Realizó también la banda sonora de Cortina rasgada pero, entonces, irrumpió el filón de oro de la música de películas comercializadas en disco y ahí Bernard Herrman parecía tener la batalla perdida de antemano. Frente a las facilonas melodías de Maurice Jarre o la popularidad de Henry Mancini, la música del gran compositor no era fácil de vender. Y después de realizar todo el trabajo para Cortina rasgada, Hitchcock, deseoso de obtener un gran éxito comercial con la película, tiró por la borda todo el trabajo de Herrman y contrató al por entonces muy de moda John Addison, que había obtenido un notable triunfo con la banda sonora de Tom Jones, de Tony Richardson. Esta decisión provocó el final de la relación entre el director y el compositor y no volvieron a hablarse nunca más.
Fue precisamente el mayor conocedor de la obra de Hitchcock el que requirió a continuación los servicios de Herrman: François Truffaut. Y lo hizo con la excelente Fahrenheit 451 y con otra de sus partituras inquietantes, reflejo de un futuro deprimente y en permanente movilidad, que quema libros, que sólo ve de manera interactiva los programas de televisión, que condena la cultura para evitar molestias. Un futuro de tensa calma con una esperanzadora resistencia humana contra la alienación total. Una magnífica adaptación del relato de Ray Bradbury y todo un particular homenaje a la literatura y a la propia música de Bernard Herrman por parte del gran director francés.
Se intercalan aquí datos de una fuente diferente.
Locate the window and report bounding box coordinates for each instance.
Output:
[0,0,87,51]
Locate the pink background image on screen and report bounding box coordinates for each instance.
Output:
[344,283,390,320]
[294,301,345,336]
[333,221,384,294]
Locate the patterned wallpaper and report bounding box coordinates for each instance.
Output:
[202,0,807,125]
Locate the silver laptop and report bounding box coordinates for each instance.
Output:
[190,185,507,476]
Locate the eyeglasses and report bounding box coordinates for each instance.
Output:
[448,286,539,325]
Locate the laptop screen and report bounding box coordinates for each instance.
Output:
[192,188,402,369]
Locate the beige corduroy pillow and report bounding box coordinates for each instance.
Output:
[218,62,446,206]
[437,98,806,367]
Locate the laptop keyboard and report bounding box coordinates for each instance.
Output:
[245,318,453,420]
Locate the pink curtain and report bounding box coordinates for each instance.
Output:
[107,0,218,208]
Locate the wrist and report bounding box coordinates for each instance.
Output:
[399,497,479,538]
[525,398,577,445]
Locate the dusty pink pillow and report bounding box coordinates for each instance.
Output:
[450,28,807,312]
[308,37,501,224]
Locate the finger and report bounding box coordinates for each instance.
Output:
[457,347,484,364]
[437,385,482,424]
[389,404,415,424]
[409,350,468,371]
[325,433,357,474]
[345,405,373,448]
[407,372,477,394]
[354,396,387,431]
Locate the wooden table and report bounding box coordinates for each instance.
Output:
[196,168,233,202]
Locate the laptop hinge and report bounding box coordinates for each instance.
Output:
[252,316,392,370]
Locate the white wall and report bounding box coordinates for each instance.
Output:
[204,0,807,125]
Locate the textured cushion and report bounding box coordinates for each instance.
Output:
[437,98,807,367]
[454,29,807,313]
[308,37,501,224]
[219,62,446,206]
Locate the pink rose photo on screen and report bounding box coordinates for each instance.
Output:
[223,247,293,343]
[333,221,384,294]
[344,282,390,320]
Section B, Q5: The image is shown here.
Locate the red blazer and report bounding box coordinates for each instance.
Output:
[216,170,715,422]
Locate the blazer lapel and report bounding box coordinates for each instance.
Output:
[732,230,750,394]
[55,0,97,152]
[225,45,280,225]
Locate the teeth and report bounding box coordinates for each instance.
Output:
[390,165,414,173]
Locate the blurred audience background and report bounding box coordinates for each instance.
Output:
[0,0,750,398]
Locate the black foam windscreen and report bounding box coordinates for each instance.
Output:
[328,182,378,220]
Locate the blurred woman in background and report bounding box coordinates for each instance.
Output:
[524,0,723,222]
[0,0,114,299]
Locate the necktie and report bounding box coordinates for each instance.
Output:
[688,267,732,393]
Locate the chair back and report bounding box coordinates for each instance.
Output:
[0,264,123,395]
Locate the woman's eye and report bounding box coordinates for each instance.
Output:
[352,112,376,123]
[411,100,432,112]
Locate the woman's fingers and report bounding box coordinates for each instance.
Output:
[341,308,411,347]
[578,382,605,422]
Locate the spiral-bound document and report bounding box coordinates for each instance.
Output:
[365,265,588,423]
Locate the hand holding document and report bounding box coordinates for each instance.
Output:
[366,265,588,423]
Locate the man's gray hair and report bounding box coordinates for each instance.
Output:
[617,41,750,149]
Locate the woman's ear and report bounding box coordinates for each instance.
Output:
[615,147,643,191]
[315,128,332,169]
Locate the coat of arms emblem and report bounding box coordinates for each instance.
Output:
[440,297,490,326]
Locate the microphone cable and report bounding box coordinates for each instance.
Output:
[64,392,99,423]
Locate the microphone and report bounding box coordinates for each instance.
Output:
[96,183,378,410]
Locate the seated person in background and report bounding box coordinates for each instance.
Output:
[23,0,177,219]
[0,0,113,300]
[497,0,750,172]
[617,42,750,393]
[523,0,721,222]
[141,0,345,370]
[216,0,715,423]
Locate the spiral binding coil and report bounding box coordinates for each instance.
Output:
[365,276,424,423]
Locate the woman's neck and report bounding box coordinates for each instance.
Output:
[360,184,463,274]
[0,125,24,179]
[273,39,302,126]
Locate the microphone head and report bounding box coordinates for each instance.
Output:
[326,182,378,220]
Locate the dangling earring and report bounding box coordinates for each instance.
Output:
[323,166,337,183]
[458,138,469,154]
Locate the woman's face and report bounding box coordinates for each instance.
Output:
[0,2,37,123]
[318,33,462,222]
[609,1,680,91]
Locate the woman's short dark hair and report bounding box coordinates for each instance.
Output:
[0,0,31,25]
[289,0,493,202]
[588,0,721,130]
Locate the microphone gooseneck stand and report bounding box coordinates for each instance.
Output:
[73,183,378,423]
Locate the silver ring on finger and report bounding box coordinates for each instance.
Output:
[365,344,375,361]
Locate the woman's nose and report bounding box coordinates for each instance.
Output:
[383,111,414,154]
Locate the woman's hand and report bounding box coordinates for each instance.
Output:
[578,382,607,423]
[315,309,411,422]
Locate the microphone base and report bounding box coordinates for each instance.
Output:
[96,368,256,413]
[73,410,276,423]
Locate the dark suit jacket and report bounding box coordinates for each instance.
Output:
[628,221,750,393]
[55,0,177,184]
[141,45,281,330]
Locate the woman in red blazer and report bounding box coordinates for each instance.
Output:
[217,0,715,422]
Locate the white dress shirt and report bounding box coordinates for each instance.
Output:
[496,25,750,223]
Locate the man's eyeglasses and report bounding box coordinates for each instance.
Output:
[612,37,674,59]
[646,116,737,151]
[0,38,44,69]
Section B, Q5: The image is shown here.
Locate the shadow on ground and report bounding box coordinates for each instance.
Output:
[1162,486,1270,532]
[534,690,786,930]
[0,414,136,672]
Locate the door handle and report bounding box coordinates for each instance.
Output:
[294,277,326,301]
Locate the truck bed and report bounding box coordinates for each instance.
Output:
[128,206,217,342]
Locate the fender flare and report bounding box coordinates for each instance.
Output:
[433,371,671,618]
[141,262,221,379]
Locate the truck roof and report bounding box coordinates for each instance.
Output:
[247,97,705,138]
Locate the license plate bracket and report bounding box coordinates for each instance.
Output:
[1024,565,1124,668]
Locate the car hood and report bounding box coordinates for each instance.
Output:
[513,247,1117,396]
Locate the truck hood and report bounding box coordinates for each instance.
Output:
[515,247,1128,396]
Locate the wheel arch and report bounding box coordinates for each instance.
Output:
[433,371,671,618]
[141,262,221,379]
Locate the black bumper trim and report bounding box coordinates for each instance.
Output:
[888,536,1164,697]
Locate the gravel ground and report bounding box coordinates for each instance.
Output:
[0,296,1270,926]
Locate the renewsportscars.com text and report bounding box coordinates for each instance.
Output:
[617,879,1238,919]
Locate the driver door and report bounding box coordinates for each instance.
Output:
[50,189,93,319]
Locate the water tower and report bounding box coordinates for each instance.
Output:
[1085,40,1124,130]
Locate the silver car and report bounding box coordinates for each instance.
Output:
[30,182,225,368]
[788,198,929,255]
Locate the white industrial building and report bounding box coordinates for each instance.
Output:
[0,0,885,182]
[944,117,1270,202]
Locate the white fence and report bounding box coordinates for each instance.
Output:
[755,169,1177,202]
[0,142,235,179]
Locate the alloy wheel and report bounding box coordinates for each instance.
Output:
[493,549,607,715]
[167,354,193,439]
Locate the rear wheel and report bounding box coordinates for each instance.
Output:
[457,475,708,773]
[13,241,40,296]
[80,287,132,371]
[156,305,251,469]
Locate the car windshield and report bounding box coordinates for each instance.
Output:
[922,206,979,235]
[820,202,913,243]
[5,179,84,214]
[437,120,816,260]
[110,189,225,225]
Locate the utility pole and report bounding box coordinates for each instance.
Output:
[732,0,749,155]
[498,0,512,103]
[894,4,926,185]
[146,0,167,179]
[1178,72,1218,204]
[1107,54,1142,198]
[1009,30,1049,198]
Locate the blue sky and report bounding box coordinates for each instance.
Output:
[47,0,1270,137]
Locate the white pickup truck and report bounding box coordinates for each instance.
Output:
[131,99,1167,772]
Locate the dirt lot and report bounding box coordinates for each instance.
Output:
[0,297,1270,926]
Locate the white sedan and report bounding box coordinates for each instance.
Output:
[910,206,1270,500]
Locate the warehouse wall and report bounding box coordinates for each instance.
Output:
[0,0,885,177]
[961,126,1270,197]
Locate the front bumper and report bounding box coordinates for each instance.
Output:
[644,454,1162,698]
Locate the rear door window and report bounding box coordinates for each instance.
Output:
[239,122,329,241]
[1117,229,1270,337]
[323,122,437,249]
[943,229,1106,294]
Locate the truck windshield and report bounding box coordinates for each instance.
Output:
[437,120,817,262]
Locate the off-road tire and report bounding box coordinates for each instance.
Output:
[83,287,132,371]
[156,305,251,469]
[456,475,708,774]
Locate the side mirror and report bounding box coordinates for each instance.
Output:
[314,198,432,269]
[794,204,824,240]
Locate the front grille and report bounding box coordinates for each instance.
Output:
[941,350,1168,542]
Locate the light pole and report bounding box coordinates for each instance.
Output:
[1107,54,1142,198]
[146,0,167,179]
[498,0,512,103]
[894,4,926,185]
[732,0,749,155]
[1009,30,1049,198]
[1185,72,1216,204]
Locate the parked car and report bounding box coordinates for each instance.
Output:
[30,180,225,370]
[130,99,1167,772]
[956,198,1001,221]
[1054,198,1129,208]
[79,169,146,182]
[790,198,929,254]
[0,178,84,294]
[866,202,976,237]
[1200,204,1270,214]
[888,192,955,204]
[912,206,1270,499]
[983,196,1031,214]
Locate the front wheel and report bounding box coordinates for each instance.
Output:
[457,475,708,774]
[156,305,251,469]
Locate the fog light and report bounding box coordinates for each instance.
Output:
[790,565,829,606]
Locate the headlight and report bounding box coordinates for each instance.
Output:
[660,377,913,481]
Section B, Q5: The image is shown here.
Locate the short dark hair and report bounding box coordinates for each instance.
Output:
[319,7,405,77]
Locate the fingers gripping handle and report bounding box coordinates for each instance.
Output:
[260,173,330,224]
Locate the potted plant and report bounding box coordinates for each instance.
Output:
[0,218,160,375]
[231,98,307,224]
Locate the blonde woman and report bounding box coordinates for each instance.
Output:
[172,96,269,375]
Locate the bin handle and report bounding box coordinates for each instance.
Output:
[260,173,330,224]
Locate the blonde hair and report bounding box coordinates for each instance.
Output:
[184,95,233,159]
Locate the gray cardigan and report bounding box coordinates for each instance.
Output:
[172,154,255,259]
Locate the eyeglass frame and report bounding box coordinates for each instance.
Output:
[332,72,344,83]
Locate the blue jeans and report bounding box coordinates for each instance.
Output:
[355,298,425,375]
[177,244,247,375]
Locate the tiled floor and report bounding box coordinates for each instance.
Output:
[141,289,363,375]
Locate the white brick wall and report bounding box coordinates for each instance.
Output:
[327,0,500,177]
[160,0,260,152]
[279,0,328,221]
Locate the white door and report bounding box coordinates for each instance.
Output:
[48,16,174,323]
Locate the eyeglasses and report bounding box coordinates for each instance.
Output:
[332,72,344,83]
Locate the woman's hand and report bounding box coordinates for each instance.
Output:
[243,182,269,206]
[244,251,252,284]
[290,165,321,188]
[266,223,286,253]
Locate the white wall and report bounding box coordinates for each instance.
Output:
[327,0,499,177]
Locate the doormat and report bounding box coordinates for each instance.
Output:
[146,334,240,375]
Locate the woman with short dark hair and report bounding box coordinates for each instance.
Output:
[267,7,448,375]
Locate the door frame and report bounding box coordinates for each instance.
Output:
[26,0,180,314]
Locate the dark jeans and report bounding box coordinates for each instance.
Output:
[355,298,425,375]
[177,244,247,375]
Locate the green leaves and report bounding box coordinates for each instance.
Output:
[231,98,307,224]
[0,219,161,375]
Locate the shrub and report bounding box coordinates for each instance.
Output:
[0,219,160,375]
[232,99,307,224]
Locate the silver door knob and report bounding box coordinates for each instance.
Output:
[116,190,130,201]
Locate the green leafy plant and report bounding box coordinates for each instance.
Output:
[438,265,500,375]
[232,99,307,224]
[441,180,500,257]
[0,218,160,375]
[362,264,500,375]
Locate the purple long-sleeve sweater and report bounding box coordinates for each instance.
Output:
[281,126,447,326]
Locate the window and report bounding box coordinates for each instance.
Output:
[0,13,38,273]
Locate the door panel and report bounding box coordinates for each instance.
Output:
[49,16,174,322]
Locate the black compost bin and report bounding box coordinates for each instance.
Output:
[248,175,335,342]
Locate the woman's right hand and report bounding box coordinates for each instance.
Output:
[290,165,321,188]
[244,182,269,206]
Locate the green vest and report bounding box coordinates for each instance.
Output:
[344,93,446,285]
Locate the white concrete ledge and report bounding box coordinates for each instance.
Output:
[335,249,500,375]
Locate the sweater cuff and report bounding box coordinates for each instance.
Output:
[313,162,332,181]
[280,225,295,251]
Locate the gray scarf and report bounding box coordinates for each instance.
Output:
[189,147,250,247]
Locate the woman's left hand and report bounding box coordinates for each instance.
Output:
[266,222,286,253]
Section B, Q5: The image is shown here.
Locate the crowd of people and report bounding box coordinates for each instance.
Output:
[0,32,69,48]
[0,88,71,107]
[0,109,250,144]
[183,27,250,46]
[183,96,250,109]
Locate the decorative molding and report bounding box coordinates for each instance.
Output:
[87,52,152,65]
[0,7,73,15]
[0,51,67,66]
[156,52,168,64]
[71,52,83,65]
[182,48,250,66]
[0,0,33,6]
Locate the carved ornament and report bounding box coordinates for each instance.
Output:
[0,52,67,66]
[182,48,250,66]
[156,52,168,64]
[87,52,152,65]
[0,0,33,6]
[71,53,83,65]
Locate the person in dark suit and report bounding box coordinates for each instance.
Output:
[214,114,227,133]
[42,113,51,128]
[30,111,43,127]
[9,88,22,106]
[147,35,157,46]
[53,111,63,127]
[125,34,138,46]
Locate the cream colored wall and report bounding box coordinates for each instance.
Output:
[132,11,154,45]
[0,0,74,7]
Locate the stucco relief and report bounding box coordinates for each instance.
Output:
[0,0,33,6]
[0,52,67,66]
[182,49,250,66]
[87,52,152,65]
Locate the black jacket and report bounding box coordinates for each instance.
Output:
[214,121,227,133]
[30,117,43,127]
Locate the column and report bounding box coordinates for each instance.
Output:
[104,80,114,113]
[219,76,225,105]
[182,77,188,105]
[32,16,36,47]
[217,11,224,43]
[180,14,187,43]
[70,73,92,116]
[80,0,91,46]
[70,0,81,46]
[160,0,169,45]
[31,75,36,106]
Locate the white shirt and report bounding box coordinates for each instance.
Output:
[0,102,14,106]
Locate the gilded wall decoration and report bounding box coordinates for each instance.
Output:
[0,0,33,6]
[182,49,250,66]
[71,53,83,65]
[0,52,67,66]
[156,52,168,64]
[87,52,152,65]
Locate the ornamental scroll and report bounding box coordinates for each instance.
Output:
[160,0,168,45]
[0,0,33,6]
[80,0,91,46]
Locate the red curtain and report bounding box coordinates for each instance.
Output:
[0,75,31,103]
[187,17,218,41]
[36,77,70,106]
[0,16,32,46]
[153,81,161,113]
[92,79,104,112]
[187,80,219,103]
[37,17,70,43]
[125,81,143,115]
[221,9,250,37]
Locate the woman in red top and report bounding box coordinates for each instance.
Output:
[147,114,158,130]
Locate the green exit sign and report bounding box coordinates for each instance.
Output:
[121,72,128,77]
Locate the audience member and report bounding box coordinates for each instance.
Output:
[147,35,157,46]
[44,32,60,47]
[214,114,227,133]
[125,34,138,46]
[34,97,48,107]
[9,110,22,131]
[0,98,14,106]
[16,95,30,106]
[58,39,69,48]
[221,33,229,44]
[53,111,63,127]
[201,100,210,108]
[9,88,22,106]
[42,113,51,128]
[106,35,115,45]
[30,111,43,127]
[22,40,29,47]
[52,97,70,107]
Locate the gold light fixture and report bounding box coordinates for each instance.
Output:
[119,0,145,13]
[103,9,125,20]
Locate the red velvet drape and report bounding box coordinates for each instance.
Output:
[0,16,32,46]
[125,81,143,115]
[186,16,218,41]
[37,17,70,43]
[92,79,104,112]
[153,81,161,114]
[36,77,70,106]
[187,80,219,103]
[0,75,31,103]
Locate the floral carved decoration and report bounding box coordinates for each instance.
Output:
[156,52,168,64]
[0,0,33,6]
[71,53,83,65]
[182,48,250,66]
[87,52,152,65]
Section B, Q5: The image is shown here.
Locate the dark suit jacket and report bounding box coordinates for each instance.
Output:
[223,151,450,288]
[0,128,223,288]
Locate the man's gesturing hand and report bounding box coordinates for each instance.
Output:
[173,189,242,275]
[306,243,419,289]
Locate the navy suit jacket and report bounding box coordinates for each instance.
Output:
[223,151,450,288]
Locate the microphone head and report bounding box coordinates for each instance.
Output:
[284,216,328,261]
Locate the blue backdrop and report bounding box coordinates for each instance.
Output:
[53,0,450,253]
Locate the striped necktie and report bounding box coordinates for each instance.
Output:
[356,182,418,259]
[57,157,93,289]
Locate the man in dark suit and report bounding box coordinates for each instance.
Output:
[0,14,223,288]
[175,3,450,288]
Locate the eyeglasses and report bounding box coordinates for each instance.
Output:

Tan contento quedó de su trabajo que volvió a reclamarle para rodar la negrísima historia de La novia vestía de negro, otra extraordinaria película de Truffaut en la que Herrman vuelve a la turbiedad que se desprende de la venganza premeditada en un juego melódico de felicidad truncada y rencor infinito.
Brian de Palma le utiliza como un elemento más de recreación de su admirado Hitchcock en Fascinación, una mirada distinta e inferior al Vértigo del gran maestro. Herrman concluye, por otro lado, su carrera de manera brillante con la música de Taxi driver, de Martin Scorsese, con ese tema de raíz de puro cine negro truncado por una explosión siniestra de violencia terrible que ilustra las andanzas de Travis Bickle de manera inmejorable. Una de las mejores bandas sonoras de los setenta.
Bernard Herrman modeló, como un Fidias musical, las líneas de su pentagrama al igual que si fueran cuerdas de las que arrancar sonidos imposibles, inquietantes y tremendamente originales. Tanto es así que no ha habido nadie que siguiera la línea trazada por él. Ha sido un caso raro y único en la industria del cine y en el arte de la música y uno no puede evitar sentirse extrañamente incómodo viendo una espiral en un ojo, o un taxi surgido de entre la niebla, o unas líneas dibujando el edificio de las Naciones Unidas, o un caserón sombrío en lo alto de una colina, o cómo se consumen bajo el fuego las páginas de un libro mientras su música aumenta todas estas visiones hasta hacerlas muy, muy próximas.